Again and again. Until we finally get a diagnosis. A name. An explanation. A lifeline.
To the Moms in the Middle of the Crash
If you're reading this in the middle of one of those crashes, I want to say this to you directly:
You are not a bad mom.
You are not lazy.
You are not selfish, broken, or weak.
You are a human—one with a differently wired brain—trying to navigate an ableist world, raise tiny humans (ones that may even be like you), and keep a household running while doing neurological backflips just to get out the door on time.
You're not angry—you’re overstimulated.
You’re not disorganized—you’re overburdened.

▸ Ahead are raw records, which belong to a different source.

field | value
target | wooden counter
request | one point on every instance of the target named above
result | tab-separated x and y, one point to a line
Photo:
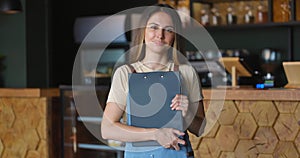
251	123
26	117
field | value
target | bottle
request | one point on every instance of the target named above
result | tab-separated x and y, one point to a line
204	18
262	14
216	18
248	17
231	18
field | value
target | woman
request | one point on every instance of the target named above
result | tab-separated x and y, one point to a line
156	46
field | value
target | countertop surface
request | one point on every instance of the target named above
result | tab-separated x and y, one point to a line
29	92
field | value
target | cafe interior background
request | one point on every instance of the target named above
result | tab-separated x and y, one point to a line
39	45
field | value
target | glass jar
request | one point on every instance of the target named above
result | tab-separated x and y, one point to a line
248	17
215	18
262	14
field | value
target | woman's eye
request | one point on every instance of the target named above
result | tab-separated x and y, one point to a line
153	27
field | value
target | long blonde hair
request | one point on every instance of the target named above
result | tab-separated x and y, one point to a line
138	44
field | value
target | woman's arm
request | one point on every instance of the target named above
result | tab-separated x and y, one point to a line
112	128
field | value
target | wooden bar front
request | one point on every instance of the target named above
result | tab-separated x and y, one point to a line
252	123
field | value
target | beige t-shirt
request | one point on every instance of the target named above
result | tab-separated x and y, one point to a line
119	87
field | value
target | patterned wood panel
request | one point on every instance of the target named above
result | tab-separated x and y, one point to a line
260	129
23	124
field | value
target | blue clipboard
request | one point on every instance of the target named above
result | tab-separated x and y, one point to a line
149	99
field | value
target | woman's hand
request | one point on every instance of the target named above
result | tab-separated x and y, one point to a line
169	138
180	102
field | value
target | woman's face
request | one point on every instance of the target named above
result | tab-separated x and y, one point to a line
159	33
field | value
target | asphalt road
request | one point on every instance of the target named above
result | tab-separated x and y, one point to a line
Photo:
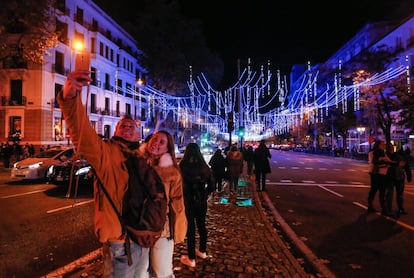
322	200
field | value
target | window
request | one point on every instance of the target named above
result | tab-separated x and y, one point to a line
128	109
15	131
107	131
93	103
58	88
59	63
79	15
107	106
118	113
62	31
16	92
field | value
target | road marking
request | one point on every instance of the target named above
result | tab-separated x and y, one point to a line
327	183
356	182
387	217
308	181
331	191
70	206
22	194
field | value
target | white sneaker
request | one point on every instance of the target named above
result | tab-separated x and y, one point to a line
202	255
187	261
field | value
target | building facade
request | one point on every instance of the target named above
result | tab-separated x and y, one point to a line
29	110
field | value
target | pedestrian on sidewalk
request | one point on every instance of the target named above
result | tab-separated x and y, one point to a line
381	164
397	173
248	156
218	165
159	153
109	163
261	165
197	177
234	166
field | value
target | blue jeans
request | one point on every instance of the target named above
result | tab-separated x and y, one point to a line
162	258
116	260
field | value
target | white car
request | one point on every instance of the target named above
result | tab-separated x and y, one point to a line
34	168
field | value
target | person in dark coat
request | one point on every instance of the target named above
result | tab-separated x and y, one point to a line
218	165
248	156
196	176
397	173
234	166
261	165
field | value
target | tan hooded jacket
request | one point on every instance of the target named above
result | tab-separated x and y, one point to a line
107	160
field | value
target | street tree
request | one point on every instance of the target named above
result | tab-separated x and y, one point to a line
380	102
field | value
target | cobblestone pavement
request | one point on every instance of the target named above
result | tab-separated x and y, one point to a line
241	243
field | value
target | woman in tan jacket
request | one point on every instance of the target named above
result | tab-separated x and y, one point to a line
159	153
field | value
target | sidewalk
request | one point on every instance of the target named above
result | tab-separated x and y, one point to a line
241	241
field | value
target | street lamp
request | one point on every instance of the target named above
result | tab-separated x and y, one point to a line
360	130
76	46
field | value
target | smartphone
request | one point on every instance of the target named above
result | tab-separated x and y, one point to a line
83	61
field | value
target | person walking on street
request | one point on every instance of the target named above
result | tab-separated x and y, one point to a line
218	165
234	166
381	164
159	153
261	165
109	163
196	175
374	182
397	173
248	156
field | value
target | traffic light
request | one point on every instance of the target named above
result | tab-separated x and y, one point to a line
230	126
240	132
230	122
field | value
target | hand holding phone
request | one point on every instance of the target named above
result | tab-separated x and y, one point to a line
83	61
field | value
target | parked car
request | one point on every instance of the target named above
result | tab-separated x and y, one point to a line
33	168
79	170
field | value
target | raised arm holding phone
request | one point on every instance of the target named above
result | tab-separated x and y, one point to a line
108	161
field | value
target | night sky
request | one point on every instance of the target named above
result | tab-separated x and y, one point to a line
284	32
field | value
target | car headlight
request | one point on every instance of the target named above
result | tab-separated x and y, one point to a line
50	170
82	171
36	165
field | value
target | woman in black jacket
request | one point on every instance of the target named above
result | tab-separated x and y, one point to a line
196	176
218	165
261	165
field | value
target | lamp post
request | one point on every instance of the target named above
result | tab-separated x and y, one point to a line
76	46
360	130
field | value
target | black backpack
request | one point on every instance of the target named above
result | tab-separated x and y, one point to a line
144	204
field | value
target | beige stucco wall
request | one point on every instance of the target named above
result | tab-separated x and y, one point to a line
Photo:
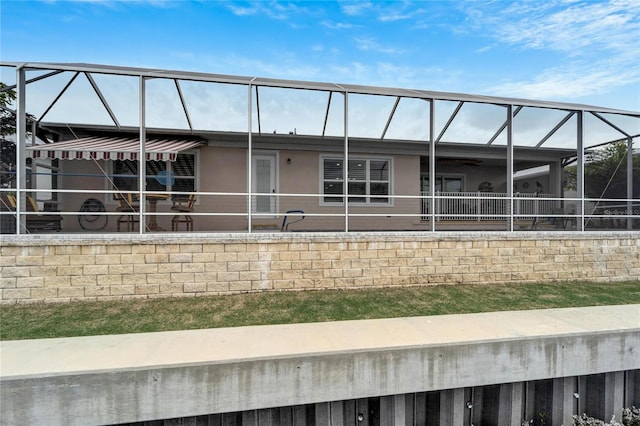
131	266
222	178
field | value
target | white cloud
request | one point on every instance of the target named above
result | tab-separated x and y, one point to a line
369	44
355	8
571	81
599	44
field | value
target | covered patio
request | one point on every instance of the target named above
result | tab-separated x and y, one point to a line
249	154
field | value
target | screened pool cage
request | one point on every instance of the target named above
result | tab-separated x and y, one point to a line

You’re not forgetful—you’re overloaded.
And you are probably carrying more than your fair share.
I see you.
Why ADHD Burnout Isn’t Just Exhaustion
What we call “burnout” in neurodivergent moms is actually chronic, systemic over-functioning beyond neurological capacity. It's not just being tired. It's being fried—mentally, physically, emotionally—without the ability to recover. ADHD burnout differs from regular burnout because it's caused by chronic mental overload, emotional dysregulation, and the constant effort of masking—making it more intense, longer-lasting, and harder to recover from than typical burnout.
In her book "Burnout: The Secret to Unlocking the Stress Cycle", Emily Nagoski, PhD, emphasizes that women in general face burnout due to cultural expectations and internalized pressure. When you layer ADHD or autism on top of that, the burnout doesn't just happen once—it becomes cyclical, chronic, and often mistaken for something else.
We need to stop calling this a personal failing—and start calling it what it really is: a system that doesn’t accommodate different brains. (The system barely works for neurotypical brains! Yeah, I said it. But that’s a whole other blog post.)
The Way Forward (Yes, There Is One)
A late diagnosis is not the end. It’s the beginning.
It’s the start of:
Understanding how your brain actually works
Letting go of shame
Rebuilding your life to support your needs instead of punishing your symptoms
Asking for help—and expecting to receive it
Saying “no” without guilt
Setting boundaries that protect your peace, not punish others
Letting go of “shoulds” that were never meant for people like us
This is the beginning of treating yourself with the same compassion you offer everyone else in your life.
To My Fellow Neurodivergent Moms: You Are Not Alone
We are raising children, managing households, showing up for partners, workplaces, and communities—and we’re doing it with a brain that takes more effort to do the same “basic” tasks.
That is strength.
That is resilience.
That is worth honouring—not hiding.
We’re not broken. We’re different and exhausted. And we deserve understanding, support, and rest just as much as anyone else.
Let’s stop mistaking exhaustion for incompetence—and start seeing it for what it truly is: a sign of strength stretched past its limit.
No one ever won a medal for burning out. I wish someone had told me that sooner.
You’re allowed to do things differently.
You are worthy. You are enough—exactly as you are.